Sanders has already made it clear he would realign the party on a fifty-state strategy, but the real tectonic shift would come in restaffing it for a truly progressive agenda. That starts with a wholesale recasting at the DNC, reversing down-ticket candidate-selection criteria and choosing candidates unabashedly allied with the reforms he proposes, the ones that have proven so tractive and activated phenomenal voter turnout in this cycle. Democrats have been blitzed in midterm elections by abysmal voter-turnout, and if they’re looking for the clarion call to spur voters out to act in their economic interests, the Sanders movement, and Sanders’ own avowed, persistent, active involvement in it, creates the ongoing narrative to marshal a legislative army and make it a reality. This would not happen in a Clinton administration, and we believe it is a long-game worth fighting for.

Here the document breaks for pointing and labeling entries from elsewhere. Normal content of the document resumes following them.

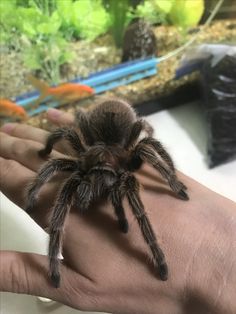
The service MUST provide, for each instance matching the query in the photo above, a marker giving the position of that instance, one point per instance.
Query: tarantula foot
(42, 153)
(124, 226)
(183, 195)
(163, 271)
(28, 208)
(55, 278)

Sanders has already fundamentally altered the conversation in the U.S. toward actual problem-solving. Do his policies and prospects remain daffy progressive moonshine? Maybe. But that only becomes categorically true when people convince you that a better world is impossible, that the stasis is impenetrable and that the game must be played for incremental, or simply illusory, victories. Yet, once that conceptual barrier has been surmounted, once the machination of money in a corrupt political system has been shown for what it is, terrible but mortal, it is not reasonable to expect voters to unsee the man behind the curtain.
Bernie Sanders is not a savior. He is a start. He is an honest, decent spark of possibility, not just of a new New Deal, but of a wholesale reorientation of government toward what was supposed to be the promise of America: that our social contract is comprised of and enables the will of the people, and that that will is not subject to nullification by someone just because they’re wealthy. His candidacy addresses the bleak, bitter reality of our times — that the only way we will meaningfully address our problems starts by terminating the symbiosis between oligarchy and government, not just the relationship but the legal graft that currently makes every decent, commonsensical fix impossible. As important, it engenders a working experiment that may, in fact, disprove the notion that one must play “the game” to govern.
Of course there would be wrinkles, hitches, adjustments and failures in realizing his agenda, as their would be with anyone’s. But this is science, not dogma; it is a process of problem-solving, not a permanent fix, because there will always be new problems. Fixing them just becomes profoundly easier when we materially break with the blithe notion that the people who wrecked up the world, and continue to, deserve a seat on the committee tasked with saving it.